Echo in the Canyon Is a Fascinating Look at SoCal's '60s Music Scene


It could easily have been a vanity project or, at best, a forgettable promotional film fated to fill a weekend TV slot before disappearing forever, but through its unabashed affection for its subject and the candor of a handful of familiar talking heads, Echo in the Canyon manages to capture the essence of a small period in pop history and illustrate its continued vitality.

The film takes its inspiration from an unusual source: Musician Jakob Dylan and producer/record executive Andrew Slater caught a screening of Jacque Demy’s 1969 film The Model Shop, an odd, moody blend of Antonioni-style angst and LA slumming. The pair started researching Southern California’s music scene in the late 1960s, leading to a decision to call up a few performing friends (Beck, Norah Jones, Jade Castrinos, Cat Power, Regina Spektor) for an album and one-off concert of folk-rock favorites.

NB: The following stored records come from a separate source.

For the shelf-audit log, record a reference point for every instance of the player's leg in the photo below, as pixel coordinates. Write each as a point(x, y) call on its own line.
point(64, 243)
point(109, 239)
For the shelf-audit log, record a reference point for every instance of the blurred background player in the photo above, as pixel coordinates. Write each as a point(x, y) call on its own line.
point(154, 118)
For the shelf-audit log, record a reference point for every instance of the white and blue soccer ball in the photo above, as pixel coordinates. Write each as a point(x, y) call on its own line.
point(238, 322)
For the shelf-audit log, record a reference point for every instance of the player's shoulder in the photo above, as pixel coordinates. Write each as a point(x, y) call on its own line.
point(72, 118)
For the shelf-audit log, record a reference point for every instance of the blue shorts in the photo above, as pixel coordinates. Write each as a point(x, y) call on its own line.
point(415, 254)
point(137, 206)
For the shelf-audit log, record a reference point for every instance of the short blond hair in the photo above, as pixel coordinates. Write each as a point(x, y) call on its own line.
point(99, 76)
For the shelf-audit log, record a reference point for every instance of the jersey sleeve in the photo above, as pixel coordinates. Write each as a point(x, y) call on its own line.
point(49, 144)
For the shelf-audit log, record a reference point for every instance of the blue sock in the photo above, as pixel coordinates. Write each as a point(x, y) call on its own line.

From that modest idea Slater and Dylan, functioning as filmmaker and interviewer respectively, have compiled a lively lesson in pop history covering a brief period in music that began sometime in 1964 when aspiring folk singer Roger McGuinn realized that the Beatles were using the same broad guitar chords and harmonies but making musical history with them, and ended three or four years later when the bands who rode the folk-rock wave started to break up, done in by ego, greed and self-indulgence. Emphasizing the songs of the Byrds, the Mamas and the Papas, Buffalo Springfield and the Beach Boys, “Echo in the Canyon” uses a few select songs to capture the era, while letting the artists behind them (David Crosby, Roger McGuinn, Michelle Phillips, Stephen Stills and Brian Wilson, with additional commentary from Ringo Starr, Tom Petty, Graham Nash and others) look back on their pasts with belated insight and few regrets.

  • Cat Power and Jakob Dylan.
Although the new recordings and concert are ostensibly the film’s subject, Dylan and Slater let them wind through the historical narrative, leading up to them by exploring the original recordings. The musicians describe how they were created, then offer the new versions as respectful recreations. By the time Dylan and company perform them, the songs have developed a life and history of their own: Michelle Phillips, the sole surviving member of the Mamas and the Papas, gives a self-deprecating account of why “Go Where You Wanna Go” was written. Eric Clapton, listening to Stephen Stills’ “Questions,” seems to suddenly realize that he “borrowed” its structure when he wrote “Let It Rain” and proceeds to give Dylan’s version a solo that neatly bridges both songs. Neil Young, conspicuously absent from the interview segments, makes an impish appearance in the film’s final moments, offering a blistering guitar solo to Dylan’s version of the Byrds’ “What’s Happening?”

In short, Echo in the Canyon hits just about all of the notes one hopes to hear in a musical documentary: Terrific performances, personal insights, a healthy dose of technical information (Lou Adler and others compare recording studios), a breezy but exhaustive sense of history, and -- not to be overlooked -- an indulgence in guitar fetishism. If you’re one of those listeners who instantly react to the sound, or even the mere mention of the 12-string Rickenbacker 360, you won’t want to miss it.